Jaque

Aún no se había levantado nadie, por lo que solo se escuchaban sus pantuflas arrastrándose por el parqué. Despierto pero sin saber muy bien si seguía soñando, entró en la cocina. Le dio al botón de la cafetera y un estruendo resonó por toda la casa, aquel era el despertador del resto de la familia. Comenzó a seguir la rutina y a moverse casi por inercia, sin ser consciente de la mitad de lo que hacía. Cogió una cuchara, el azúcar, el periódico y se sentó a la mesa.
Observó el tablero de ajedrez, que aún presentaba la jugada de la noche anterior, y comprobó que una vez más le había dejado ganar. Siempre lo hacía, tras cinco partidas (cuatro de ellas revanchas que el muchacho suplicaba), el padre, agotado, renunciaba a su orgullo por ver sonreír a su hijo.

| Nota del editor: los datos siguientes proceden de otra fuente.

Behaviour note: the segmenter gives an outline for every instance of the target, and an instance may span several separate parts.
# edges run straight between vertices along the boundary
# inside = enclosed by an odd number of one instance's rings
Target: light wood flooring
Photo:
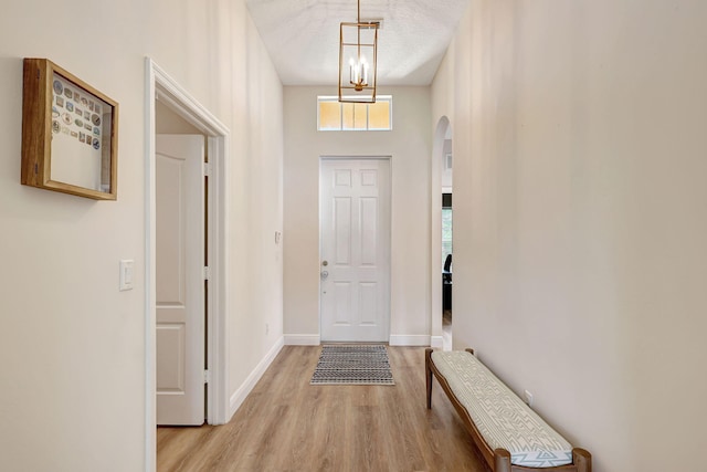
[[[228,424],[157,430],[166,471],[487,472],[424,348],[389,347],[395,386],[310,386],[319,347],[285,346]]]

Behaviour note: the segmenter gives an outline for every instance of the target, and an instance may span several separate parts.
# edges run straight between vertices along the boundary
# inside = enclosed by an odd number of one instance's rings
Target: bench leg
[[[572,449],[572,462],[577,472],[592,472],[592,454],[582,448]]]
[[[432,348],[424,349],[424,378],[428,386],[428,410],[432,409]]]
[[[494,450],[494,472],[510,472],[510,452],[506,449]]]

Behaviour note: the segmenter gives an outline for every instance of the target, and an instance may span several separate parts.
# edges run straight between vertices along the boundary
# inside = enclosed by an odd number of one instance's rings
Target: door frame
[[[228,161],[230,132],[150,57],[145,59],[145,470],[157,468],[156,406],[156,168],[155,101],[207,136],[210,177],[208,198],[209,292],[207,294],[207,422],[223,424],[229,418],[229,292],[225,261],[229,250]]]
[[[388,338],[388,343],[390,343],[391,336],[391,324],[392,324],[392,260],[393,260],[393,247],[392,247],[392,237],[393,237],[393,158],[392,156],[384,155],[368,155],[368,156],[356,156],[356,155],[347,155],[347,156],[333,156],[325,155],[319,156],[319,187],[317,190],[318,193],[318,254],[319,261],[321,261],[321,166],[325,160],[329,161],[346,161],[346,160],[387,160],[388,161],[388,207],[389,207],[389,219],[388,219],[388,314],[387,314],[387,324],[386,327],[386,336]],[[321,268],[319,266],[319,270]],[[321,279],[319,277],[318,284],[318,308],[319,308],[319,339],[321,339]]]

Aquellas partidas eran algo más que un juego, estaban llenas de charlas repletas de consejos, de chistes malos, de confesiones a veces, de palmaditas en la espalda dando ánimos... Eran como el fin de día correcto, hacía merecer la pena haberse levantado aquella mañana y vivir la jornada.

Entre sorbo y sorbo de café ardiente irrumpió su padre en la cocina. A diferencia de cada mañana, ésta vez no llevaba el pijama puesto, se había puesto ya el traje para ir a la oficina. Se sirvió lo mínimo de café y lo bebió de un sólo trago. Cuando acabó dejó la taza en la mesa dando un fuerte golpe y despertando definitivamente al chico. Entonces miró el tablero y enfadado como nunca lo tiró de un manotazo derribando las pocas piezas que quedaban en pie. Salió dando pisotones y dio un portazo al salir.